The Grade II* listed property – the former family home of 1950s Conservative Prime Minister Sir Anthony Eden – was up for grabs with auctioneer Allsop, which set a guide price of £400,000 plus.

But Lot 310A has now been withdrawn from an auction in London on Thursday.

The Northern Echo understands the offer which has been accepted was already with the mortgagee Barclays prior to the auction, but nonetheless it was listed for sale anyway.

The listing by Allsop described Windlestone as being presented in ‘shell condition’ with possible potential for being converted into flats, a hotel or care accommodation, subject to consent.

In May The Echo revealed how the one grandiose country mansion had been wrecked by thieves and vandals, while Historic England described it as being in a “poor and vulnerable” state.

Windlestone had previously been advertised by estate agents Reeds Rains for £850,000, far more than the £241,000 convicted fraudster William Davenport paid former owner Durham County Council for the property in 2011.

There have been regular viewings arranged of Windlestone in recent months as efforts have been stepped up by Barclays and its agents to sell it.

Barclays, which repossessed the hall after Davenport was jailed last year, said it would not comment.

Meanwhile, the 25 acres of land and external buildings, including a stable block and clock tower, which form part of the estate, has been advertised separately by Leeds-based GVA and has also attracted a number of offers.

Having invited best and final bids, contracts could be exchanged in a matter of weeks.

GVA was instructed as the agent in the sale by the Official Receiver after the previous owner of the land, Garry Moat, was declared bankrupt.

A property developer, who does not wish to be named at this stage, said he had made substantial six figures bids for both the hall and land.

He said:  “I made three offers and I have upped it each time and I am not going any higher.

“I don’t know why they are trying to sell them separately after all that has gone on.

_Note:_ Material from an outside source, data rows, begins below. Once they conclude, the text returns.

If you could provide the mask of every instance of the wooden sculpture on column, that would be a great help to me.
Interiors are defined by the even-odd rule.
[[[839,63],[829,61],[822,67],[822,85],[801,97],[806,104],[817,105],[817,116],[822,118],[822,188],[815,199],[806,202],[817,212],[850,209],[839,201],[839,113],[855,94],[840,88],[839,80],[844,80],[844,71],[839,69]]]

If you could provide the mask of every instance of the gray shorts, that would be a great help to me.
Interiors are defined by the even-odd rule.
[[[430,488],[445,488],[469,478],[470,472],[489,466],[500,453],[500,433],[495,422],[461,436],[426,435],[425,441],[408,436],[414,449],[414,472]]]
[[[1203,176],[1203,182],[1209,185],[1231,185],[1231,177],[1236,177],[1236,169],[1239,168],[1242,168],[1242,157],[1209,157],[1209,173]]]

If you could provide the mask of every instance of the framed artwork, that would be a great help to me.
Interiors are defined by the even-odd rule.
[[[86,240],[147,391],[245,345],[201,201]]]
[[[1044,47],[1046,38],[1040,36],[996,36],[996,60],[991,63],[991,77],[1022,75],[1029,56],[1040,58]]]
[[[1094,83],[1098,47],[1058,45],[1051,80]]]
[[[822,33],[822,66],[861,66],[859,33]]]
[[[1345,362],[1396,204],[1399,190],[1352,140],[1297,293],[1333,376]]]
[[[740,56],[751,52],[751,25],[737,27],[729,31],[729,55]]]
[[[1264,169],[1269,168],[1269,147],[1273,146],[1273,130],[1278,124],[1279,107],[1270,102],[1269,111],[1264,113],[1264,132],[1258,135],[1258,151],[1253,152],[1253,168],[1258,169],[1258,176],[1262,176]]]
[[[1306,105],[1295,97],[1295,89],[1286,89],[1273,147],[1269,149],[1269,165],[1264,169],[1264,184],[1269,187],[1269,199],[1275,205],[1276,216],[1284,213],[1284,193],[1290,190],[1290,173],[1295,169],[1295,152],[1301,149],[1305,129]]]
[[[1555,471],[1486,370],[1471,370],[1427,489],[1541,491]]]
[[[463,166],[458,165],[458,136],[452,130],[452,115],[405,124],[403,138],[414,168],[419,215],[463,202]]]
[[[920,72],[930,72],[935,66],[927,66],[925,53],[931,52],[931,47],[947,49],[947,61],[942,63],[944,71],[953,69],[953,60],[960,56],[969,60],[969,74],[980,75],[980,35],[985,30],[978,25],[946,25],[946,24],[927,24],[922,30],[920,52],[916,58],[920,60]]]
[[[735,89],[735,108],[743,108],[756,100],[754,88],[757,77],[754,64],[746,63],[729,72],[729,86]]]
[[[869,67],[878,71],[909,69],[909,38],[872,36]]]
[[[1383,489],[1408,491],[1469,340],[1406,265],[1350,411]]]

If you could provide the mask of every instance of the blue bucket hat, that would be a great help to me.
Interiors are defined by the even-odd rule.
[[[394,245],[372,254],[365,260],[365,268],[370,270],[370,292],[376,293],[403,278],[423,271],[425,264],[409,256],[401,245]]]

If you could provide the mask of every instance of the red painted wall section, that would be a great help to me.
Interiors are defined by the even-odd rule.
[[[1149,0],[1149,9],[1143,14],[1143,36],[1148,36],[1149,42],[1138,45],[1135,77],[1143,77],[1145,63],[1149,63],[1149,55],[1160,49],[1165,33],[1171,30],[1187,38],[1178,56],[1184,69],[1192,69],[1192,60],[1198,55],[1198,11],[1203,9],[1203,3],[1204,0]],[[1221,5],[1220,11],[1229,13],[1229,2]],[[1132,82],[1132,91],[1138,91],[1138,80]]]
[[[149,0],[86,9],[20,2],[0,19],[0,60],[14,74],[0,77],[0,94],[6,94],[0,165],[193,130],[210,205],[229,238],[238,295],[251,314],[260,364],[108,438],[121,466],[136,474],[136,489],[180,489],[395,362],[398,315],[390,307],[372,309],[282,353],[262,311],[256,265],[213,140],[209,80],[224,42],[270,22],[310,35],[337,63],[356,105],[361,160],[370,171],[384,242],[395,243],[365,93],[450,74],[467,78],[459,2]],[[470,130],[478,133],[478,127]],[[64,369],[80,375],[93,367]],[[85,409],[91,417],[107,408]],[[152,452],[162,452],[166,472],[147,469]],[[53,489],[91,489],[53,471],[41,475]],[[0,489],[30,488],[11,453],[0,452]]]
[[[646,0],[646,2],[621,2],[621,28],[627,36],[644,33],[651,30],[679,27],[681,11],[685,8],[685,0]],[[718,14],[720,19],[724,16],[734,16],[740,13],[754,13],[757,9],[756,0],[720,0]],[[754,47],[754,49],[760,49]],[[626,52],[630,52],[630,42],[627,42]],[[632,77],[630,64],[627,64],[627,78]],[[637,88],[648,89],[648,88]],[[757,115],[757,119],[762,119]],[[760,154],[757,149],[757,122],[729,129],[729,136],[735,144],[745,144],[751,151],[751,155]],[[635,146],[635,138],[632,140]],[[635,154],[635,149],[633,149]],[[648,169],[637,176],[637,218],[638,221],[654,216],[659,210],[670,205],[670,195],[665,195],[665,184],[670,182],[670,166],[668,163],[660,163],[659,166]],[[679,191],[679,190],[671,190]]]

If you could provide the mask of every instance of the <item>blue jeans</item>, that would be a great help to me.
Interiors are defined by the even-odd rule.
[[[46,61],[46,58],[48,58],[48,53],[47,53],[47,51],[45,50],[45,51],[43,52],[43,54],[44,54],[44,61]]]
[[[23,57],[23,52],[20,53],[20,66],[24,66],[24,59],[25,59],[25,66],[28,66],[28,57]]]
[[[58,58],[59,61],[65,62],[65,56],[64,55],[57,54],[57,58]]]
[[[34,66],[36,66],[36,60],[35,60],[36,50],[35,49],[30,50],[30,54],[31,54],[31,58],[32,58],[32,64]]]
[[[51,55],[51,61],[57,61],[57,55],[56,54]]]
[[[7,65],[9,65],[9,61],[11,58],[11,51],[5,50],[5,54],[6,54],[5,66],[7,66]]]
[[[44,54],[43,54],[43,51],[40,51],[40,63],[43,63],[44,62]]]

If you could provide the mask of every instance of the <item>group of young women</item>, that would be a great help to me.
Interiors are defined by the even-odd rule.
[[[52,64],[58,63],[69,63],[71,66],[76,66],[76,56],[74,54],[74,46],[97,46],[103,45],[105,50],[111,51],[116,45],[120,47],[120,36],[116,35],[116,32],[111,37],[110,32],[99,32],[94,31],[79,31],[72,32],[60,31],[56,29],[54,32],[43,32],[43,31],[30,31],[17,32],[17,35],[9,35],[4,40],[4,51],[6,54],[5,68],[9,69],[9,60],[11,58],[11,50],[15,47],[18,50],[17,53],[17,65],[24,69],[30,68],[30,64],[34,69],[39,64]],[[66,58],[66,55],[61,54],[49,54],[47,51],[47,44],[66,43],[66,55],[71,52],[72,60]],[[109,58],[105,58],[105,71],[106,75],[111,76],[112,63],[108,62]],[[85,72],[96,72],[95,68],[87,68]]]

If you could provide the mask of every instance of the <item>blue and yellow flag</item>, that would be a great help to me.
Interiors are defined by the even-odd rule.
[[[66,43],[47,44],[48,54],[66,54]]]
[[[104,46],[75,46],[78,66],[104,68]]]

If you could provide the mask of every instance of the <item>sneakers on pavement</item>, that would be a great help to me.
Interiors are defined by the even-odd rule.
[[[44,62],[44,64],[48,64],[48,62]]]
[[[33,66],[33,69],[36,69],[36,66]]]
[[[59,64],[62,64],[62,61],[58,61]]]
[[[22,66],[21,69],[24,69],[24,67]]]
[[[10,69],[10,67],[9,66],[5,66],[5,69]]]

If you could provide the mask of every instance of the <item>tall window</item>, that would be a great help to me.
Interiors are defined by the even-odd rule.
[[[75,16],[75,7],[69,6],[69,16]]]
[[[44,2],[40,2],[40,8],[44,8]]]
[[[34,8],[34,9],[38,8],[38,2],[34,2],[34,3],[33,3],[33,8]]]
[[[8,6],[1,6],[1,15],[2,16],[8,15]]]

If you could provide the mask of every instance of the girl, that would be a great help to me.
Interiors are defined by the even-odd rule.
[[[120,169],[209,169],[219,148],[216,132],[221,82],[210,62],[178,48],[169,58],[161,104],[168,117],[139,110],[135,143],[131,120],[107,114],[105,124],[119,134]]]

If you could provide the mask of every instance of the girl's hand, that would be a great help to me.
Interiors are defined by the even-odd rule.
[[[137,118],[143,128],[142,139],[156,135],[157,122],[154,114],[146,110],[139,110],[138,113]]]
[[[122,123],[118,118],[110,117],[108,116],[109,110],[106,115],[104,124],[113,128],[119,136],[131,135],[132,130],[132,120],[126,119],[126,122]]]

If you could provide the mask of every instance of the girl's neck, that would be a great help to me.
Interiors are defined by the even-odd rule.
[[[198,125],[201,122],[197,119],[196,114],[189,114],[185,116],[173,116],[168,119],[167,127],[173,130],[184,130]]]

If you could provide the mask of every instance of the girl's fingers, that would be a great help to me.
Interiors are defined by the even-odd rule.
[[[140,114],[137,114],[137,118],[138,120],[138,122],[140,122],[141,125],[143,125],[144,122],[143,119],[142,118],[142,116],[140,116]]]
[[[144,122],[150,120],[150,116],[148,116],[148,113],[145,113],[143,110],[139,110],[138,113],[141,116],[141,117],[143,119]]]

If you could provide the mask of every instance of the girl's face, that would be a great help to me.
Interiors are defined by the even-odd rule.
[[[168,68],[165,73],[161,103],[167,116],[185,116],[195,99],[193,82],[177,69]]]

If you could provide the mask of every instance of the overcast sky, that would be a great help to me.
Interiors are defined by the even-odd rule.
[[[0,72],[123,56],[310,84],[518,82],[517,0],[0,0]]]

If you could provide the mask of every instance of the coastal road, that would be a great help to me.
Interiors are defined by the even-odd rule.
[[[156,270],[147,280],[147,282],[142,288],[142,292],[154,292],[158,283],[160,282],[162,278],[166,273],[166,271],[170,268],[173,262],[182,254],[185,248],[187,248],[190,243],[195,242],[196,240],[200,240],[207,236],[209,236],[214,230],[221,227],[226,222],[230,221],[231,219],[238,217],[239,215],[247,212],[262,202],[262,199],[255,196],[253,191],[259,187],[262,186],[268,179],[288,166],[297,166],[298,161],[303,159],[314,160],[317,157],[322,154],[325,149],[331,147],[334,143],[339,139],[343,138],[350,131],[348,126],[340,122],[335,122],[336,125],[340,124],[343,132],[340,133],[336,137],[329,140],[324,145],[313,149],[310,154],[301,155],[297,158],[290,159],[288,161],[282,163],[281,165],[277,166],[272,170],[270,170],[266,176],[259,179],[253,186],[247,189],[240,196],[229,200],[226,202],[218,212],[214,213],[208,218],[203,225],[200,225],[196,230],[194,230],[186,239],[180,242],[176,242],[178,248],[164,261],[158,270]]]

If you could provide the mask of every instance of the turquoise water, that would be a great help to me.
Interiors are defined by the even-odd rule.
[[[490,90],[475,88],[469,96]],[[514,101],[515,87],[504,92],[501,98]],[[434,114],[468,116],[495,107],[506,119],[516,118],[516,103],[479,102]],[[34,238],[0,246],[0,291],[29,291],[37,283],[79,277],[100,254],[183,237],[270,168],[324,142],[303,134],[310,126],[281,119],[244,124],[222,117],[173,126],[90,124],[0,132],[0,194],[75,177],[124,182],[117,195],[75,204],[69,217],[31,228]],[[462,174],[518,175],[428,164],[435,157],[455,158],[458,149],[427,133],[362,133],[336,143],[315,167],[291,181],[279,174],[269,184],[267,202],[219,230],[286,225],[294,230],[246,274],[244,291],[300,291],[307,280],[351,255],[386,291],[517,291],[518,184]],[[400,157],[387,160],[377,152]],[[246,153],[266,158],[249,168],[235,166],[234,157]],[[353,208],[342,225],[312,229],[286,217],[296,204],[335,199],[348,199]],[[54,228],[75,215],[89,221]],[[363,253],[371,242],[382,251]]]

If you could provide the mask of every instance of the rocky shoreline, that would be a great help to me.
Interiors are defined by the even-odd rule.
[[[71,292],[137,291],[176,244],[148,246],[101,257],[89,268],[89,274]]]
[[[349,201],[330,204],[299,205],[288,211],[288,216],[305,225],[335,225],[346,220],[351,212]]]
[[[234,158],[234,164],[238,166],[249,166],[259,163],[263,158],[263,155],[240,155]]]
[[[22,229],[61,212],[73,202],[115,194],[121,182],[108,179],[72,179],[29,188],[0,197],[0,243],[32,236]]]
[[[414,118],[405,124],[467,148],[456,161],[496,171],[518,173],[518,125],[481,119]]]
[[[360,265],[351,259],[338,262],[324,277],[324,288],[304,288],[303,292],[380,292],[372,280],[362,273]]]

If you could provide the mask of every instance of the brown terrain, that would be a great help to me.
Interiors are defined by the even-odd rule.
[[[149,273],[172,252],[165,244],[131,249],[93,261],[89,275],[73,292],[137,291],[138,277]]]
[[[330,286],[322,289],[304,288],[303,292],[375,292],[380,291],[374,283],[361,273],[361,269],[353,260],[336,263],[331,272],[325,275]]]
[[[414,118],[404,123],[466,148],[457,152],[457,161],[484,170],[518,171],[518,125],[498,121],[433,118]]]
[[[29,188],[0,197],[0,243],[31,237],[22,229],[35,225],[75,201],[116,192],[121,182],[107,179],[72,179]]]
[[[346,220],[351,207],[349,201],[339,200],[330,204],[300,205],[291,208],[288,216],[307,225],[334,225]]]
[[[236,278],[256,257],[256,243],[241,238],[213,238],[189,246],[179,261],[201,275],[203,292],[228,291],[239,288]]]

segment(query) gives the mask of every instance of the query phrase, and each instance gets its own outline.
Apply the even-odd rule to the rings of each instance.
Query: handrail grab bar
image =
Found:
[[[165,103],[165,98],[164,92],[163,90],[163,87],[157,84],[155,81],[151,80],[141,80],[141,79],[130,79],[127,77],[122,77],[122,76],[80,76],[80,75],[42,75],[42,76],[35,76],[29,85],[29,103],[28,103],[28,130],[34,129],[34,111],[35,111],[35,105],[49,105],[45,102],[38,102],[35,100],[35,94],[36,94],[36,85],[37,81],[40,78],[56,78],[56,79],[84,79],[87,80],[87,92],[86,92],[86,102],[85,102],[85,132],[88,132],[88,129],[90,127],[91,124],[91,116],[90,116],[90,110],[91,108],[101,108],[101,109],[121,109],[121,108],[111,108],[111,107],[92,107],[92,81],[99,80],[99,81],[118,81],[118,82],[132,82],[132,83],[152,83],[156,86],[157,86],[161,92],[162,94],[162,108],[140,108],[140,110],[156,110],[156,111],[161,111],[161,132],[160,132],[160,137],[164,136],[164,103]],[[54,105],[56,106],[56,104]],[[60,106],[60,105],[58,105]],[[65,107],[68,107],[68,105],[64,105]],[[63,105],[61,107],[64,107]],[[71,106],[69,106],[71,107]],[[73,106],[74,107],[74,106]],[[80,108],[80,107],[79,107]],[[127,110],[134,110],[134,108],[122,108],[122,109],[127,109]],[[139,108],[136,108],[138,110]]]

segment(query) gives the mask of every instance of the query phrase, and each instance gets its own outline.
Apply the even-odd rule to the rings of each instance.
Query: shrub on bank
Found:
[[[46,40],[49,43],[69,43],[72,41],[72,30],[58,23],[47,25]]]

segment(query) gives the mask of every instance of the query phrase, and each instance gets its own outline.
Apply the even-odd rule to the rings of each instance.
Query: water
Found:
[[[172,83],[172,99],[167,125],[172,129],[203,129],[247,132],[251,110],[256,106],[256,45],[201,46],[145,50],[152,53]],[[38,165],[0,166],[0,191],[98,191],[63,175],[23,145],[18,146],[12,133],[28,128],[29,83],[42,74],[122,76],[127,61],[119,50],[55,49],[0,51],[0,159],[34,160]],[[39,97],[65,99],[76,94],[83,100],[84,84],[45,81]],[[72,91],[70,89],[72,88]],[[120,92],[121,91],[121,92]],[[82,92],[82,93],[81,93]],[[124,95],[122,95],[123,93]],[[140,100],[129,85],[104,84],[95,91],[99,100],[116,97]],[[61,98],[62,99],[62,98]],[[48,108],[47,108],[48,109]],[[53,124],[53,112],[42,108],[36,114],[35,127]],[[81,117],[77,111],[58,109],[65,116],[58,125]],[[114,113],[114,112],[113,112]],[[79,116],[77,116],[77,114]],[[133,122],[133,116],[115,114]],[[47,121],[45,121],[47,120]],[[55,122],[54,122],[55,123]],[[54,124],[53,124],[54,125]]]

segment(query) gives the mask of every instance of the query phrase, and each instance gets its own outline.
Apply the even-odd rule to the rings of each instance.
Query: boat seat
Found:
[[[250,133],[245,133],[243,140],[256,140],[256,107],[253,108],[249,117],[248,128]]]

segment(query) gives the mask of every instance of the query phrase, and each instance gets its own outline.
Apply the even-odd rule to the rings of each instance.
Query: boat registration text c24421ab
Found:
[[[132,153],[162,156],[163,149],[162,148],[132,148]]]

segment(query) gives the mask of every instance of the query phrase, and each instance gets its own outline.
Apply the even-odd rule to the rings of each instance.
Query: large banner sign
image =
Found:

It doesn’t add up.

“Buying the hall without the land would be like buying a car with no engine and somebody giving you the keys.”

Local resident John Cumberland, a scrap metal merchant who lives near Windlestone Hall, said: “For someone to buy the hall, they must have negotiated something for the land as well.

“There has been loads of people interested [in Windlestone], but the goalposts have kept moving all the time.

“It would be nice to see them [the buyer] making into a hotel, or do something with it to give it some stature again instead of it being a liability.”